Bhagavad Gītā Chapter 6, Verse 8: Krishna to Arjuna — Dhyāna-Yoga
Satisfied by knowledge and the direct experience of it, standing unmoved with senses mastered, treating a clod of earth, a stone, and gold as equal: such a person is rightly called a yogi.
Bhāṣyakāra purports
- Śaṅkaraadvaita
The yogin whose inner instrument (antahkarana) is made content by jnana (scriptural knowledge of truths) and vijnana (direct self-experience of those same truths) stands immovable — kutastha, like an anvil struck but unshaken — because the mind no longer grasps outward. Having subdued the senses, he sees clod, stone, and gold as equally irrelevant to the Self; such a one alone is called yukta, absorbed. Shankara's point: satisfaction here is not emotional warmth but the cessation of the mind's restless seeking — alampratyaya, the verdict 'enough,' which is possible only when scripture-knowledge has become first-person fact.
- Rāmānujaviśiṣṭādvaita
The karma-yogin becomes fit for atma-avalokanam (self-witnessing yoga) when his mind is saturated by jnana — knowledge of the atman's true nature — and vijnana — knowing that nature as categorically unlike (visajatiya) anything prakrti produces. Established in that one undivided consciousness common to all states (deva, human, beast), indifferent to what prakrti offers because he has seen prakrti as simply other, he treats clod and gold with equal purposelessness. Ramanuja specifies this satisfaction as readiness, not arrival: the yukta is now qualified (arha) for full yogabhyasa, not yet at the bhakti-summit.
- Madhvadvaita
Madhva reads jnana as sravanamananam-born knowledge and vijnana as aparoksa-jnana — direct, non-inferential perception of Visnu — citing Shambhu's testimony: 'what arises from hearing and reflection is jnana; vision of Visnu is vijnana.' The yogin whose senses are conquered and whose mind is thus rendered kutastha (like akasa, sky-like, immovable) is thereby installed in full yoga-sampurnata. The crucial Dvaita inflection: the self-conquered state matters because it places Paramatman squarely, unmistakably, in the heart — aparoksa-knowledge of Hari is the actual fruit, not mere equanimity.
- Vallabhaśuddhādvaita
Vallabha compresses sharply: jnana is aupadeshika (received instruction), vijnana is aparoksa-anubhava (direct experience beyond the teacher's words), and when both have saturated the atman, the yogin is not merely stable but superior — vishishyate — even among equally stable persons. The mark of supremacy is sama-buddhi toward the entire spectrum from friend to enemy, from virtue to its opposite; equanimity toward inanimate objects (clod-stone-gold) is given but the real test is sama-buddhi toward persons. Pusti-marga implication: this saturation arrives as Krsna's prasada-grace, not as the practitioner's earned achievement.
- Śrīdharabhakti
Sridhara follows the aupadeshika/aparoksa-anubhava distinction (jnana as instruction, vijnana as direct experience) and draws a crisp chain: saturation of the citta by both makes the mind nirakanksa — free of wanting — which in turn produces nirvikarata (no-modification, kutastha), which in turn produces conquered senses, which in turn produces genuine indifference to clay, stone, and gold as objects, not merely tolerance. Sridhara's precision: the indifference is heyopadeyabuddhi-shunya — the mind has lost the very mechanism that would grade things as to-be-rejected or to-be-acquired. Only then is the yogin rightly called yoga-arudha.

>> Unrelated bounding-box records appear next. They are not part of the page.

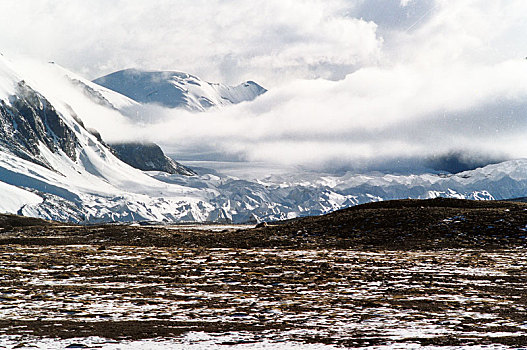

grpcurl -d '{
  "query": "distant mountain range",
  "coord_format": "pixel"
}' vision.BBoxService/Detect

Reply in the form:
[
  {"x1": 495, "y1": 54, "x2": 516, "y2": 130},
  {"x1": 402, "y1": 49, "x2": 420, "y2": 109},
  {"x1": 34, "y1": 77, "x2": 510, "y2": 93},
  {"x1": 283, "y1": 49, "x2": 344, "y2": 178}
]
[
  {"x1": 93, "y1": 69, "x2": 267, "y2": 111},
  {"x1": 0, "y1": 56, "x2": 527, "y2": 223}
]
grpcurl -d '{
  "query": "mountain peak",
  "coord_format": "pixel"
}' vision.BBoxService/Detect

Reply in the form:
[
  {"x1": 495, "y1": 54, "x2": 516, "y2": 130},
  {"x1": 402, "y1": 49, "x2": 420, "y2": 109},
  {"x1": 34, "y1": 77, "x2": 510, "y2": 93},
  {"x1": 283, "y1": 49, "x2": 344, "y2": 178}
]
[{"x1": 93, "y1": 68, "x2": 267, "y2": 111}]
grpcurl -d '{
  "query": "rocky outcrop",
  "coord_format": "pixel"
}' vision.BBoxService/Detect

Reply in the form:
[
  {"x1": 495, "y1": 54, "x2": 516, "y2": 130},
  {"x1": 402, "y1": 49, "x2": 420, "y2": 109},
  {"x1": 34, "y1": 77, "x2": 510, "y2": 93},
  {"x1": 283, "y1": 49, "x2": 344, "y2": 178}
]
[
  {"x1": 110, "y1": 142, "x2": 196, "y2": 176},
  {"x1": 0, "y1": 81, "x2": 78, "y2": 169}
]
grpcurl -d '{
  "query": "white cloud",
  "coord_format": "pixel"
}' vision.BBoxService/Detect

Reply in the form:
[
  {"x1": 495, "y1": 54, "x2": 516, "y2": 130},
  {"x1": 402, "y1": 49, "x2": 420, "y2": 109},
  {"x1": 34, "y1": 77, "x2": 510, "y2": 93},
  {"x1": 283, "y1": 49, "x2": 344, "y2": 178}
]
[{"x1": 0, "y1": 0, "x2": 527, "y2": 173}]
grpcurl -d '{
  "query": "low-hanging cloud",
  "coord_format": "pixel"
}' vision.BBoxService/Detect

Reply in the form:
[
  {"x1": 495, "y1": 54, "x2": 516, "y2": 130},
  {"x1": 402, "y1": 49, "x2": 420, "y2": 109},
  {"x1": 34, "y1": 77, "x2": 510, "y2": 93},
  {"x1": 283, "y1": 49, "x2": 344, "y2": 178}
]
[{"x1": 6, "y1": 0, "x2": 527, "y2": 174}]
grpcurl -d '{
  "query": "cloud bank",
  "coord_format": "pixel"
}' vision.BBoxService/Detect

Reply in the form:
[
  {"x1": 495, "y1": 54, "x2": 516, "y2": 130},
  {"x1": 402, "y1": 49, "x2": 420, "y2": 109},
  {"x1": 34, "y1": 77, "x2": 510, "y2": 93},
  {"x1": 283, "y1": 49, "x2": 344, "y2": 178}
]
[{"x1": 4, "y1": 0, "x2": 527, "y2": 173}]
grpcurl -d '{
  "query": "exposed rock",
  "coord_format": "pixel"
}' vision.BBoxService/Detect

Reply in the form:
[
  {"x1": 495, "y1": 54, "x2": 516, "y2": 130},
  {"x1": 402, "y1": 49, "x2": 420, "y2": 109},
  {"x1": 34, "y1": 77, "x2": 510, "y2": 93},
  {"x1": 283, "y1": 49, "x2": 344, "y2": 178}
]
[
  {"x1": 0, "y1": 81, "x2": 78, "y2": 169},
  {"x1": 110, "y1": 142, "x2": 196, "y2": 176}
]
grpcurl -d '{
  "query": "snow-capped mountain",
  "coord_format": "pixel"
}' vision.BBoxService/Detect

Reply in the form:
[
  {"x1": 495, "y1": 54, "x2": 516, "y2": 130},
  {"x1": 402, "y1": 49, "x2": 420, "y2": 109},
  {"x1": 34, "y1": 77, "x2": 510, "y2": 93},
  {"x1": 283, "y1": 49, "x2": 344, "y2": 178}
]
[
  {"x1": 110, "y1": 142, "x2": 196, "y2": 176},
  {"x1": 93, "y1": 69, "x2": 267, "y2": 111},
  {"x1": 0, "y1": 56, "x2": 527, "y2": 222}
]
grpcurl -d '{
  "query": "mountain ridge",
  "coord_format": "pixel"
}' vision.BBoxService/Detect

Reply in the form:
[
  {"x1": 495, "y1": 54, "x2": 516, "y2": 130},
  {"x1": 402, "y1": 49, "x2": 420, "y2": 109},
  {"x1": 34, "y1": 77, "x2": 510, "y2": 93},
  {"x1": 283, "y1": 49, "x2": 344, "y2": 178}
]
[{"x1": 93, "y1": 68, "x2": 267, "y2": 111}]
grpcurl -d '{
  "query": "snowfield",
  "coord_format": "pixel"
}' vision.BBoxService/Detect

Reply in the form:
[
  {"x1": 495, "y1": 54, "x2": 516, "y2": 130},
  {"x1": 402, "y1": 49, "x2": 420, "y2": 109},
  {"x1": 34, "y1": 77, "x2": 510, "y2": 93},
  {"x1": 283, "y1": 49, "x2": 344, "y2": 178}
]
[{"x1": 0, "y1": 56, "x2": 527, "y2": 223}]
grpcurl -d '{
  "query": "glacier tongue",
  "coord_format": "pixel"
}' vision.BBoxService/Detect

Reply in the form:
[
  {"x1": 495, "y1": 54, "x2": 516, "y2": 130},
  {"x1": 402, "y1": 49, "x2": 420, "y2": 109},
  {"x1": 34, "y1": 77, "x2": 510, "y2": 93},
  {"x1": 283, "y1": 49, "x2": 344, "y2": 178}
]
[
  {"x1": 93, "y1": 69, "x2": 267, "y2": 111},
  {"x1": 0, "y1": 57, "x2": 527, "y2": 223}
]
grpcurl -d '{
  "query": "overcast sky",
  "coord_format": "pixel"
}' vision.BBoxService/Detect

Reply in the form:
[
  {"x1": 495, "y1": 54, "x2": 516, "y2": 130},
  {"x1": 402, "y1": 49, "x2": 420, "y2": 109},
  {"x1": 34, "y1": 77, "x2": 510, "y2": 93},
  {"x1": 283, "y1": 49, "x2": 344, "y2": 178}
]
[{"x1": 0, "y1": 0, "x2": 527, "y2": 173}]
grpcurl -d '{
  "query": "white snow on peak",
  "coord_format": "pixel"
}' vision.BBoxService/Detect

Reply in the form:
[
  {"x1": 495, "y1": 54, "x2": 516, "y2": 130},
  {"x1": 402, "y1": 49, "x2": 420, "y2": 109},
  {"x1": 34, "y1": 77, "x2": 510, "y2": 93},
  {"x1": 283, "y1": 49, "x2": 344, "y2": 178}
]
[
  {"x1": 0, "y1": 54, "x2": 22, "y2": 103},
  {"x1": 0, "y1": 56, "x2": 527, "y2": 223},
  {"x1": 93, "y1": 69, "x2": 266, "y2": 111}
]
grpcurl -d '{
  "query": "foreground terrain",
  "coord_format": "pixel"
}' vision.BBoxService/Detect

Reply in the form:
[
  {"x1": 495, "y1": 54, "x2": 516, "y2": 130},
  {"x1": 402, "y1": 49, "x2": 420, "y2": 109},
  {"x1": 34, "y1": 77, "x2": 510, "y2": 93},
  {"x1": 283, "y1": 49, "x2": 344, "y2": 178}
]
[{"x1": 0, "y1": 200, "x2": 527, "y2": 348}]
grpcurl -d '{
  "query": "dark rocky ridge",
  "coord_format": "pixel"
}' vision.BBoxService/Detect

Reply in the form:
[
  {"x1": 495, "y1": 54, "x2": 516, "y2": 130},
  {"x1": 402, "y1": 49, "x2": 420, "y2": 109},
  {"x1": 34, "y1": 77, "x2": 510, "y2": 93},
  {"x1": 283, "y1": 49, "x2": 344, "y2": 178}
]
[
  {"x1": 0, "y1": 199, "x2": 527, "y2": 250},
  {"x1": 110, "y1": 142, "x2": 196, "y2": 176},
  {"x1": 0, "y1": 81, "x2": 78, "y2": 169}
]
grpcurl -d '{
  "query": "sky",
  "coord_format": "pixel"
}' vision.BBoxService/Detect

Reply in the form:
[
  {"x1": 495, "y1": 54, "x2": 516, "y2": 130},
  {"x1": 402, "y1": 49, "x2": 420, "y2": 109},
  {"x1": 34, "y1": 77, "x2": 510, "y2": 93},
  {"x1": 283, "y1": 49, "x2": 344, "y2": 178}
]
[{"x1": 0, "y1": 0, "x2": 527, "y2": 173}]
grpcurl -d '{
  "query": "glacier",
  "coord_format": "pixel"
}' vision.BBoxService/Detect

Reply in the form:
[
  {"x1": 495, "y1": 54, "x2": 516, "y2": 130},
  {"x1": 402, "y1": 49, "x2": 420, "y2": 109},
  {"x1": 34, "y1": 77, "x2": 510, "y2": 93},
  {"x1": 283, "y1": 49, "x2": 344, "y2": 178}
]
[{"x1": 0, "y1": 56, "x2": 527, "y2": 223}]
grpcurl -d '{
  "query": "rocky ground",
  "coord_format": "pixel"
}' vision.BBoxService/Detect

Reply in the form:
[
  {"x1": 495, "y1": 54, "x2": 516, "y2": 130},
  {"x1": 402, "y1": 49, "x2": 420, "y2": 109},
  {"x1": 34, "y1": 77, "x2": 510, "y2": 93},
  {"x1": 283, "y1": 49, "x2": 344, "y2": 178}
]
[{"x1": 0, "y1": 199, "x2": 527, "y2": 348}]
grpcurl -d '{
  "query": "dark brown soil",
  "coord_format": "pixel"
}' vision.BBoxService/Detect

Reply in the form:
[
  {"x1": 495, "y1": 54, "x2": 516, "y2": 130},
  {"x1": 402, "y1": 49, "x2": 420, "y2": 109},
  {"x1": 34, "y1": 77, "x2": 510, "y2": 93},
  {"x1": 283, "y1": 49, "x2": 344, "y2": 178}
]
[{"x1": 0, "y1": 199, "x2": 527, "y2": 250}]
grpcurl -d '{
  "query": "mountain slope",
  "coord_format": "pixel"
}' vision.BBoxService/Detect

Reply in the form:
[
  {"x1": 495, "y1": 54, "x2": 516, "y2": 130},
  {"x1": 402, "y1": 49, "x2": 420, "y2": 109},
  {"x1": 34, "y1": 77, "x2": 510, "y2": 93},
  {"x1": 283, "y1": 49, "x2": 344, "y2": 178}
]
[
  {"x1": 110, "y1": 142, "x2": 196, "y2": 176},
  {"x1": 0, "y1": 56, "x2": 527, "y2": 223},
  {"x1": 93, "y1": 69, "x2": 266, "y2": 111},
  {"x1": 0, "y1": 58, "x2": 214, "y2": 222}
]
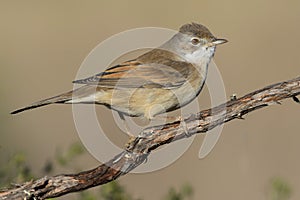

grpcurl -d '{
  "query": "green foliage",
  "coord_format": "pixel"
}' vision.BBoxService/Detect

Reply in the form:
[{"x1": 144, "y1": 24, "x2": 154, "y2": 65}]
[
  {"x1": 0, "y1": 153, "x2": 34, "y2": 187},
  {"x1": 270, "y1": 177, "x2": 292, "y2": 200},
  {"x1": 100, "y1": 181, "x2": 137, "y2": 200},
  {"x1": 0, "y1": 143, "x2": 193, "y2": 200},
  {"x1": 56, "y1": 143, "x2": 85, "y2": 166},
  {"x1": 165, "y1": 184, "x2": 194, "y2": 200}
]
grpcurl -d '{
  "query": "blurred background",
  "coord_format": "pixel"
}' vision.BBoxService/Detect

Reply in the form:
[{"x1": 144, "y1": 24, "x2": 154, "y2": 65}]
[{"x1": 0, "y1": 0, "x2": 300, "y2": 200}]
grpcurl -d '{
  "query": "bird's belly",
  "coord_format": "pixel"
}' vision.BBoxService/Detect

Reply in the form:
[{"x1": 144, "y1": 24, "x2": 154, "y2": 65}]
[
  {"x1": 101, "y1": 81, "x2": 200, "y2": 119},
  {"x1": 101, "y1": 88, "x2": 178, "y2": 119}
]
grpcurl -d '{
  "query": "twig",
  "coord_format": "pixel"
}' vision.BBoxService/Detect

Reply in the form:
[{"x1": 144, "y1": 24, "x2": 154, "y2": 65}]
[{"x1": 0, "y1": 77, "x2": 300, "y2": 200}]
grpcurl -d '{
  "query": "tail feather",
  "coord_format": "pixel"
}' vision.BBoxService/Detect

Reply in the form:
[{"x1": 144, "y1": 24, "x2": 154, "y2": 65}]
[{"x1": 10, "y1": 91, "x2": 72, "y2": 114}]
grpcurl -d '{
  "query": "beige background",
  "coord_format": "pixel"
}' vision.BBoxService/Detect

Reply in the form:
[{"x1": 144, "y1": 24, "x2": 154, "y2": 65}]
[{"x1": 0, "y1": 0, "x2": 300, "y2": 200}]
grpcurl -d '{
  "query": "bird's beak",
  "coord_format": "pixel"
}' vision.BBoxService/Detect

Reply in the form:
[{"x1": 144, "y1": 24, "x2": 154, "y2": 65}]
[{"x1": 212, "y1": 39, "x2": 228, "y2": 46}]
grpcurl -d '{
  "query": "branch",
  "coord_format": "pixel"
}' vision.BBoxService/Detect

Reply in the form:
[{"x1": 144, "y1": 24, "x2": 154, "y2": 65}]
[{"x1": 0, "y1": 77, "x2": 300, "y2": 200}]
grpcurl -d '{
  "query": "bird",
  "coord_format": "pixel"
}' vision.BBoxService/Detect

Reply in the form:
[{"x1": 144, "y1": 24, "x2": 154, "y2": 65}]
[{"x1": 11, "y1": 22, "x2": 227, "y2": 123}]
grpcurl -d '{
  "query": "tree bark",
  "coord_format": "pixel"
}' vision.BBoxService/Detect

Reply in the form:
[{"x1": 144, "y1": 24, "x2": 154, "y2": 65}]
[{"x1": 0, "y1": 77, "x2": 300, "y2": 200}]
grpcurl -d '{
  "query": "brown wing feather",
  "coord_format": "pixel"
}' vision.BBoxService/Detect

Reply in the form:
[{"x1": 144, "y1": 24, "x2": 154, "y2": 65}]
[{"x1": 73, "y1": 48, "x2": 195, "y2": 89}]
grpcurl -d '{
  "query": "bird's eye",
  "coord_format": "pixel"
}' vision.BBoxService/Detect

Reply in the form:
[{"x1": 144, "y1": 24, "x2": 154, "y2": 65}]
[{"x1": 191, "y1": 38, "x2": 200, "y2": 45}]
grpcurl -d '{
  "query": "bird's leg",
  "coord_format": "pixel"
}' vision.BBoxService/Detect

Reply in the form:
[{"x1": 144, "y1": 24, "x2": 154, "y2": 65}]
[
  {"x1": 118, "y1": 112, "x2": 135, "y2": 148},
  {"x1": 118, "y1": 112, "x2": 135, "y2": 138}
]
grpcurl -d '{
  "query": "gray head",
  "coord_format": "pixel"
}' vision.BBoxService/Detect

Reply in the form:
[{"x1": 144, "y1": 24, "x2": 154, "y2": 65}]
[{"x1": 163, "y1": 23, "x2": 227, "y2": 64}]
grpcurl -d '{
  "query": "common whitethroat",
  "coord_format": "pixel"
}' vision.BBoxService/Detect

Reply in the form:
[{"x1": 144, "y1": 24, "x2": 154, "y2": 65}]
[{"x1": 11, "y1": 23, "x2": 227, "y2": 119}]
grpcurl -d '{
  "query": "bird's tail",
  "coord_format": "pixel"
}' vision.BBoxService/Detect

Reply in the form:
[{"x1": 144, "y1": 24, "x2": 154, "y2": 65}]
[{"x1": 11, "y1": 91, "x2": 73, "y2": 114}]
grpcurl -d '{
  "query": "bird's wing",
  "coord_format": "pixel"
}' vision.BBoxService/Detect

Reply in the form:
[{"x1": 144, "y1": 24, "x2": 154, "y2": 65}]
[{"x1": 73, "y1": 59, "x2": 194, "y2": 89}]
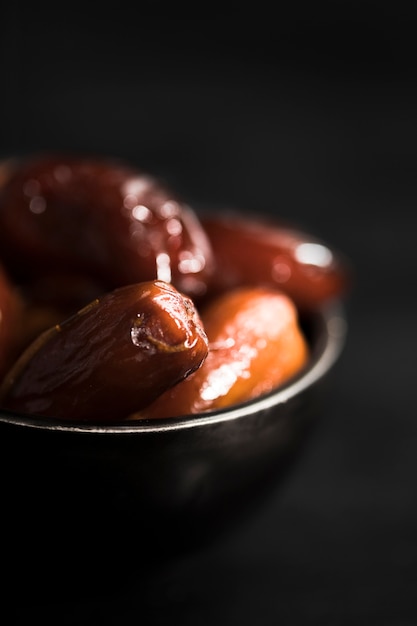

- Madhusūdanaadvaita-bhakti
Madhusudana preserves Shankara's two-tier definition (scriptural knowledge / direct self-appropriation) but adds a middle step: vijnana arises specifically through vicara — inquiry that removes the doubt about scripture's validity — and only thereafter yields aparoksa-karana, direct first-person confirmation. The result is a yogin who is vikarasunya even in the presence of sense-objects — not suppressing reaction but structurally incapable of it — whose senses have been withdrawn from raga-dvesa-driven contact, and who qualifies as a paramahamsa-parivrajaka, a renunciant of supreme non-attachment. The synthesis: bhakti-saturated jnana produces this stability; equanimity toward objects is its exterior sign, not its interior engine.